They’re BAAAAACK: The CIT Takeover Of OneWest Bank

 

Wow. I mean. Just, wow.

You gotta love these guys.

Two phrases came to mind when I read the headline today about CIT Group taking over OneWest Bank.

First: “History does not repeat itself, but it certainly does rhyme.” and second: “Madness consists of doing the same thing over and over again and expecting a different result.”

The casual reader of financial headlines will neither recognize nor care about this acquisition by a middle-market business lender (CIT Group) of a California retail branch banking institution (OneWest).

But it’s not the relatively anonymous companies that matter, but rather the people behind the takeover, and the historical provenance of the companies, that matters. This acquisition involves some of the key chess pieces of the 2008 Crisis and the worst excesses of that time. Let me go through some of the key names and highlights.

OneWest Bank – This is really IndyMac bank with a new name.

“A rose, by any other name, would smell as sweet.”

You haven’t heard of IndyMac?

IndyMAC was kind of a ground zero mortgage lender in the 2007/2008 time period. Before failing, it was the seventh largest mortgage originator in the United States, and when it was taken over by the FDIC in July 2008 it was the fourth largest bank failure in history.

Of course it was originally founded by the later notorious Countrywide founder Angelo Mozilo, who spun off IndyMac as an independent company in 1997.

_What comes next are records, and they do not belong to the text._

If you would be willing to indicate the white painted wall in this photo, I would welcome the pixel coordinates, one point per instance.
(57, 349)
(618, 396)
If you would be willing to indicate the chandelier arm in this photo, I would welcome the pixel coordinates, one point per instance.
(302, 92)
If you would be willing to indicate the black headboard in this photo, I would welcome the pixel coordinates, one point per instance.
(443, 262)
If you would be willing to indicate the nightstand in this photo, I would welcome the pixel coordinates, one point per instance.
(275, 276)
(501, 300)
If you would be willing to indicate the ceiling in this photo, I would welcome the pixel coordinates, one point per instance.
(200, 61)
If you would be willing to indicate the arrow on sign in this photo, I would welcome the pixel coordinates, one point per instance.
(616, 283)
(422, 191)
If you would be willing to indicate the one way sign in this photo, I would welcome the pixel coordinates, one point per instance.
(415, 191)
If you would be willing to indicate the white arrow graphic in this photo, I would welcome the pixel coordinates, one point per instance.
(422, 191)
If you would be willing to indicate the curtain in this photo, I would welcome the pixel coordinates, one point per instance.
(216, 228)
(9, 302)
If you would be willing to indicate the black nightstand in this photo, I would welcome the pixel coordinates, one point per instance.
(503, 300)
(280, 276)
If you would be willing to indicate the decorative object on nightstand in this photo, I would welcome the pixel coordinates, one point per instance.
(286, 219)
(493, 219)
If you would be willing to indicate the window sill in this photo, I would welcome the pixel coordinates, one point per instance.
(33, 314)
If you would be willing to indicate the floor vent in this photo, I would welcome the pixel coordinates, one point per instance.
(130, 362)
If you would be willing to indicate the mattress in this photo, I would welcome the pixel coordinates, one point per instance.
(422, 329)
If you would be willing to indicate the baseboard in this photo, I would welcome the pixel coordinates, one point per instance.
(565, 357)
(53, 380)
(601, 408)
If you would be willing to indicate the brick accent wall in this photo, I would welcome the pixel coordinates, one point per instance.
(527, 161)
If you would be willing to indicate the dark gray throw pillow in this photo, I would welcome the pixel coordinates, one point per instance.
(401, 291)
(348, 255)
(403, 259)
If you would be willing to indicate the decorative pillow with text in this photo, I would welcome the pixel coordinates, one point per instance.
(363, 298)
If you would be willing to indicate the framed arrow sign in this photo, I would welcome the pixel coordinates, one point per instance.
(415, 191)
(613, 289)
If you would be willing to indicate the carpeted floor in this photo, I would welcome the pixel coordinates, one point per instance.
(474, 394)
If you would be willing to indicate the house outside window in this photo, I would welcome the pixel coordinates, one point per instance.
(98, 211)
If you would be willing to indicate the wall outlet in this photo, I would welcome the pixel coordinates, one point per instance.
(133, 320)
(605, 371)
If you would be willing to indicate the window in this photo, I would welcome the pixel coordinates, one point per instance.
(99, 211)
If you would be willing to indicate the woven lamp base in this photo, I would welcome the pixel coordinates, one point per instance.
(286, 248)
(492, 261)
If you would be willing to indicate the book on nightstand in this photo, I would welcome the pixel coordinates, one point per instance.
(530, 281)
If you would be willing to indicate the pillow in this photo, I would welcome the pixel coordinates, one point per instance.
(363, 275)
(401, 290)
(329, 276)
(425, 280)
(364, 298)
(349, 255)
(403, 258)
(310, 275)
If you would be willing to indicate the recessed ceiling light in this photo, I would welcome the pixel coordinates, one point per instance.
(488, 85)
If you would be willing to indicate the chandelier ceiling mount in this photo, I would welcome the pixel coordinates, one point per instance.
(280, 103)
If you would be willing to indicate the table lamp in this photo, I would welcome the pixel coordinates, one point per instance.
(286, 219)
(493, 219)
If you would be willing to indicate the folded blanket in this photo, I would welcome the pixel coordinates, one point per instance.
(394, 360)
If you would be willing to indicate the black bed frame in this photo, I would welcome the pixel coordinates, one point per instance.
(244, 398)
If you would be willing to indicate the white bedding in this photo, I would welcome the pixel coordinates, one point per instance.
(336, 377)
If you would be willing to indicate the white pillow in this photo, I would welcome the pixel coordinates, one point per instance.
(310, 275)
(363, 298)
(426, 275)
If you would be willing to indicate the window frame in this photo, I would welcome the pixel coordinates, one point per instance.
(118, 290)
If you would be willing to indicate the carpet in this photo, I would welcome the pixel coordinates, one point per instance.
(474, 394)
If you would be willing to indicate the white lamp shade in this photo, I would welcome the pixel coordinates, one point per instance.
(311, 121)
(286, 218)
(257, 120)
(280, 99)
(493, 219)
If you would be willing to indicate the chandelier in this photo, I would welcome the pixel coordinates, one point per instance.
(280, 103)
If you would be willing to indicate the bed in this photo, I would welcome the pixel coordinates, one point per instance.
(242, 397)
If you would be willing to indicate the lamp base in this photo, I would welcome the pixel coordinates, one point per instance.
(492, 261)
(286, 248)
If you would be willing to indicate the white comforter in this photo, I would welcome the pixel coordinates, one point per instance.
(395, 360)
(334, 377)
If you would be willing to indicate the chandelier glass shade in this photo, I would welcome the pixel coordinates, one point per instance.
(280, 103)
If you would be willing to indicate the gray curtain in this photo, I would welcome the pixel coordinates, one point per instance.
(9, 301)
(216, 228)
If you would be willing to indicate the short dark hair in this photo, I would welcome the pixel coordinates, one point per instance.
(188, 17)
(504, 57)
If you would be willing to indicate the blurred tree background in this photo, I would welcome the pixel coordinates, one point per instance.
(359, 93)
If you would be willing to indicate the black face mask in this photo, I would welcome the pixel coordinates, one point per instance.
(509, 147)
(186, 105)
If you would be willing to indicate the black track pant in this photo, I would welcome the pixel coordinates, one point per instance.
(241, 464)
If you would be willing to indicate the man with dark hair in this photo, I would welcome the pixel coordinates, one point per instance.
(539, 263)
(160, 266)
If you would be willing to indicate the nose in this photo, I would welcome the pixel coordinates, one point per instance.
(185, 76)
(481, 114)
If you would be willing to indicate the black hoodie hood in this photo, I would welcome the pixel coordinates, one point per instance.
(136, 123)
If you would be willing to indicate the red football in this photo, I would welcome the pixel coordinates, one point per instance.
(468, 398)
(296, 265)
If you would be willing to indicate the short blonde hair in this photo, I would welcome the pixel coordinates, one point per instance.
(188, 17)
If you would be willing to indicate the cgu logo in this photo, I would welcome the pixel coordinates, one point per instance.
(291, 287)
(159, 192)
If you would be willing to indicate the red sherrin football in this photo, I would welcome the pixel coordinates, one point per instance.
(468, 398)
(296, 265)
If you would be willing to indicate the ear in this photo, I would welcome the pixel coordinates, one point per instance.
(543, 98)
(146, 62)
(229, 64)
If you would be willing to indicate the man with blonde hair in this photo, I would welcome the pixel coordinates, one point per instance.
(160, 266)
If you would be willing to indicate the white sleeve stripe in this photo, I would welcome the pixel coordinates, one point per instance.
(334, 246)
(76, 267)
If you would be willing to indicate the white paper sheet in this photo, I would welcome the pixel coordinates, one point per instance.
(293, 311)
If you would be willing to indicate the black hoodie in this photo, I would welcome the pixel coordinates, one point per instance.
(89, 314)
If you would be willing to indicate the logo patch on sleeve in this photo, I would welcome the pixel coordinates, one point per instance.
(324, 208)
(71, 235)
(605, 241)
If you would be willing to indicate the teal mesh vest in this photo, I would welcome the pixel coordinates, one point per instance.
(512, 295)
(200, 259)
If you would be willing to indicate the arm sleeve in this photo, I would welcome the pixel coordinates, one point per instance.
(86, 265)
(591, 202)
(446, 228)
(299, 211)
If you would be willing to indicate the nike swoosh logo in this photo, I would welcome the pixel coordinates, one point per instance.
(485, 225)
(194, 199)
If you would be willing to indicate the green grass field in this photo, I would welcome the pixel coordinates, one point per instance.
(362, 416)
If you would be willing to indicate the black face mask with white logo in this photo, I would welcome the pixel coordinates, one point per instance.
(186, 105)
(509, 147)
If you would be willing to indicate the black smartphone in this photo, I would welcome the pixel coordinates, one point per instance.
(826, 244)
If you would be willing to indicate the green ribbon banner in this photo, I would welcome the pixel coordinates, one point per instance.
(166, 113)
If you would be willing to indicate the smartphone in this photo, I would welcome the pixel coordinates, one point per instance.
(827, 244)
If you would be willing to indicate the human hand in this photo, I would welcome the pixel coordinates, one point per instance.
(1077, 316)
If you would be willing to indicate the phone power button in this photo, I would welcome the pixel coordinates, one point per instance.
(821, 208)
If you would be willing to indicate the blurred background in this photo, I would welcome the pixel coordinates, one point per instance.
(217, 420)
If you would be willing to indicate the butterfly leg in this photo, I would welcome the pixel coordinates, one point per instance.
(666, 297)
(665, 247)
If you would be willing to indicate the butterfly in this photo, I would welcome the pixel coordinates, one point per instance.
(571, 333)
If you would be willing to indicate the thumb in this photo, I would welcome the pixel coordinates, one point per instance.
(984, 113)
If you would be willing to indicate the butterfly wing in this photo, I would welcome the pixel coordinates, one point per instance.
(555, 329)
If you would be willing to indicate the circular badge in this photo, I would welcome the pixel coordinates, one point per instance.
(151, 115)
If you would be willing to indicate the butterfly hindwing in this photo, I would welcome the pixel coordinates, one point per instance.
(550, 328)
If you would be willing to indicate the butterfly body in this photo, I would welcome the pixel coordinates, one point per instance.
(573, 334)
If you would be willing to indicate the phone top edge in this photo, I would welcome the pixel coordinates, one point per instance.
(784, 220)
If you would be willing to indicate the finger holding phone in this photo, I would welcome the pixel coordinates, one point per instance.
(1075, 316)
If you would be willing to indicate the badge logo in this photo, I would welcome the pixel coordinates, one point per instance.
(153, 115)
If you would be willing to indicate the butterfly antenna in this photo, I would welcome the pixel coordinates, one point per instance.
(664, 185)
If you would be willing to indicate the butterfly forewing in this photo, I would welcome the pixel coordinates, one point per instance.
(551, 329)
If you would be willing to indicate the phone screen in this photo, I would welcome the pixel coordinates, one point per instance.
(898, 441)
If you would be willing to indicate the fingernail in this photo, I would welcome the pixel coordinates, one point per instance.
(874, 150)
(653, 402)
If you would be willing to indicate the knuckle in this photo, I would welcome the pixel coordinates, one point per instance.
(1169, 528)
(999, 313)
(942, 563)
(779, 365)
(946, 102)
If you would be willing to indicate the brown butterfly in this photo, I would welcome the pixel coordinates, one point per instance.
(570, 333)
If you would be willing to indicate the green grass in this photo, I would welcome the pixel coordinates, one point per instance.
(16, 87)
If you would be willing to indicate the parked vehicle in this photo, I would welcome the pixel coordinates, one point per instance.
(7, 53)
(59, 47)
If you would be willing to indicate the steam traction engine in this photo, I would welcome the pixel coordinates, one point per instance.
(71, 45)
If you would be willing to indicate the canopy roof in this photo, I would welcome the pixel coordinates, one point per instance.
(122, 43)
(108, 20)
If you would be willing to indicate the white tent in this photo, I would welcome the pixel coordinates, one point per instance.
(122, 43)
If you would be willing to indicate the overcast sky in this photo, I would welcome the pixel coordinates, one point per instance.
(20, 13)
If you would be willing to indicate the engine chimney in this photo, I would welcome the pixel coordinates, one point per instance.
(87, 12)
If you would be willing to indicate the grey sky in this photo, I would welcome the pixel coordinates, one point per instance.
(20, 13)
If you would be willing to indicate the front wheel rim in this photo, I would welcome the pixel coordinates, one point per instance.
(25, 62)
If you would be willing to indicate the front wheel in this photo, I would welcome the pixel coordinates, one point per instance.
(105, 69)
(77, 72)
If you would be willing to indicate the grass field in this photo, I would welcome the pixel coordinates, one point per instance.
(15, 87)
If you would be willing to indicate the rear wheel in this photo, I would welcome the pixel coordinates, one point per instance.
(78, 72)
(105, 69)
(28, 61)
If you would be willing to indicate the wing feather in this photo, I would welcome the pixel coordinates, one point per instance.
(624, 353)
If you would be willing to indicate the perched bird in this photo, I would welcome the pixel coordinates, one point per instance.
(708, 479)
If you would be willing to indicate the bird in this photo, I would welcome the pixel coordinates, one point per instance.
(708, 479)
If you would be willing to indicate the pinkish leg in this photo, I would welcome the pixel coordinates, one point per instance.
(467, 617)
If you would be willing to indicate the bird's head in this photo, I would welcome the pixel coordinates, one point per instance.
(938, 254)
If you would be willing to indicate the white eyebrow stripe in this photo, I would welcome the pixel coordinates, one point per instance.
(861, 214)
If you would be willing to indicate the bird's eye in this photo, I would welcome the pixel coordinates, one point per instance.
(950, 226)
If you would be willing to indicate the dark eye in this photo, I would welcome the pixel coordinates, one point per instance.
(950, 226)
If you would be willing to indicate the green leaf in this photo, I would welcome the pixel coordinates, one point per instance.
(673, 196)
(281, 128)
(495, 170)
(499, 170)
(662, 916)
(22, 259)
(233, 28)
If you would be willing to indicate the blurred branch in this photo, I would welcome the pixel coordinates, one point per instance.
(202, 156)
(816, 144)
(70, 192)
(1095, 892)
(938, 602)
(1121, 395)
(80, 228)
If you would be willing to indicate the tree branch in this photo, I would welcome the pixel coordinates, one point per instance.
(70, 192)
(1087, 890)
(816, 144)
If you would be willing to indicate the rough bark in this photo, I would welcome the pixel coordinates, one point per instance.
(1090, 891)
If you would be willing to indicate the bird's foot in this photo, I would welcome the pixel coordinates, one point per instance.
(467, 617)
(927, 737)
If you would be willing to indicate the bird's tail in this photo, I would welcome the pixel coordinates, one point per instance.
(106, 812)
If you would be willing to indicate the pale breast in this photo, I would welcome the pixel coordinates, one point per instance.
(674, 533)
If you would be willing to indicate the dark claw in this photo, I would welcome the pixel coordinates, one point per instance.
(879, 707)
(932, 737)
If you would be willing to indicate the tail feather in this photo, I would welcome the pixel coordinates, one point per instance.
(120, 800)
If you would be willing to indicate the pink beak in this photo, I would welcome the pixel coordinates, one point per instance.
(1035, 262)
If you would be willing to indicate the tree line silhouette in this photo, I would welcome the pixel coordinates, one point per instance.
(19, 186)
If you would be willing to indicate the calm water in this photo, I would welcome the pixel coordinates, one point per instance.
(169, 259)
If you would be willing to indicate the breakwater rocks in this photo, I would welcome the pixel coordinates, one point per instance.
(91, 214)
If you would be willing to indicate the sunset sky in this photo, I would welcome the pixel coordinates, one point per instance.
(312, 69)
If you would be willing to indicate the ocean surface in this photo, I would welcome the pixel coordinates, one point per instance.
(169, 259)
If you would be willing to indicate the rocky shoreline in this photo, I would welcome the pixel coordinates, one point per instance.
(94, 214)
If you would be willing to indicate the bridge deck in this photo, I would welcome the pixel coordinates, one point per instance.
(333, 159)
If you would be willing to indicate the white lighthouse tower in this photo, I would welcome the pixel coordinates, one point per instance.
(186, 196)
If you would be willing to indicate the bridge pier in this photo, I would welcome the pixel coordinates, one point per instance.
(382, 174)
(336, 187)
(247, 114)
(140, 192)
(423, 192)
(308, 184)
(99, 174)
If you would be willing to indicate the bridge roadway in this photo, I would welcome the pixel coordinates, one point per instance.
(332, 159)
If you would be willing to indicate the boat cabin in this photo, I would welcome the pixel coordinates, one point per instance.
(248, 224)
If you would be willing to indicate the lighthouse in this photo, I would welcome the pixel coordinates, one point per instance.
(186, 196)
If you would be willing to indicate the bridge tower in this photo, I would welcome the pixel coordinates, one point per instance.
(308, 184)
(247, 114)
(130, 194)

IndyMac did the usual thing as everyone else, borrowing with short-term debt, and lending out in the form of illiquid dicey mortgages.

IndyMac in particular was a leader in the intermediate “Alt-A” mortgage lending segment – mortgages too risky to be considered ‘Prime,’ but not entirely as shaky as Sub-prime either.

OneWest Bank became a newly formed bank in March 2009 when it took over the remains of IndyMac, via an FDIC auction of the failed mortgage lender.

Leading up to this transaction, the CEO of OneWest is Steve Mnuchin, a former Goldman Sachs partner and member of the management committee.

Prior to taking over OneWest, Mnuchin led Dune Capital with other Goldman partners who had made their reputations and fortunes investing in the distressed assets of the Resolution Trust Corporation, the government’s response to the Savings and Loan Crisis of the 1980s.